Fang-Yu Rao has posted comments on this change. ( 
http://gerrit.cloudera.org:8080/16976 )

Change subject: IMPALA-9234: Support Ranger row filtering policies
......................................................................


Patch Set 3:

(9 comments)

Thanks Quanlong for adding the support for row-filtering in Impala! Sorry that 
it took me quite a while to review this patch. I briefly reviewed the added 
end-to-end tests and they look good to me. I only have some very minor comments.

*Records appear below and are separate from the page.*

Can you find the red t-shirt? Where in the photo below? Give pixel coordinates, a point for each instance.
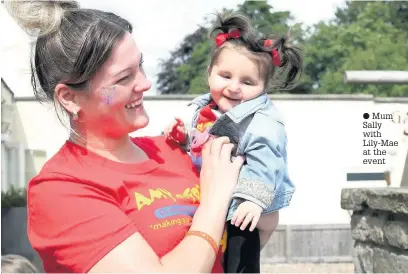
(82, 205)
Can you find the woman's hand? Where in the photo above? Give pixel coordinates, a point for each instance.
(219, 175)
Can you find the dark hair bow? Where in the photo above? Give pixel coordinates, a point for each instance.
(275, 55)
(222, 37)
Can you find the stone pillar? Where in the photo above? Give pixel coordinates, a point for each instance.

I plan to read/study the parts related to audit logs generation and will try to 
get back to you soon the coming week.

http://gerrit.cloudera.org:8080/#/c/16976/1/fe/src/main/java/org/apache/impala/authorization/ranger/RangerAuthorizationContext.java
File 
fe/src/main/java/org/apache/impala/authorization/ranger/RangerAuthorizationContext.java:

http://gerrit.cloudera.org:8080/#/c/16976/1/fe/src/main/java/org/apache/impala/authorization/ranger/RangerAuthorizationContext.java@56
PS1, Line 56:    * Stash and deduplicate the audit events produced by table 
masking (Column-masking /
> Thanks Quanlong! I will review this and try to get back to you later today.
Thanks Quanlong! Maybe we could also add here a statement like "Refer to 
IMPALA-9597 for further details" so that people interested in this method could 
refer to there. I do not have any other suggestion. :-)


http://gerrit.cloudera.org:8080/#/c/16976/3/fe/src/main/java/org/apache/impala/authorization/ranger/RangerAuthorizationContext.java
File 
fe/src/main/java/org/apache/impala/authorization/ranger/RangerAuthorizationContext.java:

http://gerrit.cloudera.org:8080/#/c/16976/3/fe/src/main/java/org/apache/impala/authorization/ranger/RangerAuthorizationContext.java@56
PS3, Line 56:   * Stash and deduplicate the audit events produced by table 
masking (Column-masking /
            :    * Row-filtering) which are performed during the analyze phase. 
Called at the end of
            :    * analyzing. These stashed events will be added back after the 
query pass the
            :    * authorization phase. Note that normal events (select, 
insert, drop, etc.) are
            :    * produced in the authorization phase. Stashing table masking 
events avoids exposing
            :    * them when the query fails authorization.
Thanks Quanlong!

Maybe we could also add here a statement like "Refer to IMPALA-9597 for further 
details" so that people interested in this method could refer to there as well. 
I do not have any other suggestion. :-)


http://gerrit.cloudera.org:8080/#/c/16976/3/testdata/workloads/functional-query/queries/QueryTest/ranger_column_masking_and_row_filtering.test
File 
testdata/workloads/functional-query/queries/QueryTest/ranger_column_masking_and_row_filtering.test:

http://gerrit.cloudera.org:8080/#/c/16976/3/testdata/workloads/functional-query/queries/QueryTest/ranger_column_masking_and_row_filtering.test@16
PS3, Line 16: # Column-masking policies of functional.alltypes mask "id" to 
"-id" and redact column
            : # "date_string_col". Row-filtering policy of 
functional.alltypes_view keeps rows with
            : # "id >= -8 and date_string_col = 'nn/nn/nn'"
Thanks Quanlong for adding this test case!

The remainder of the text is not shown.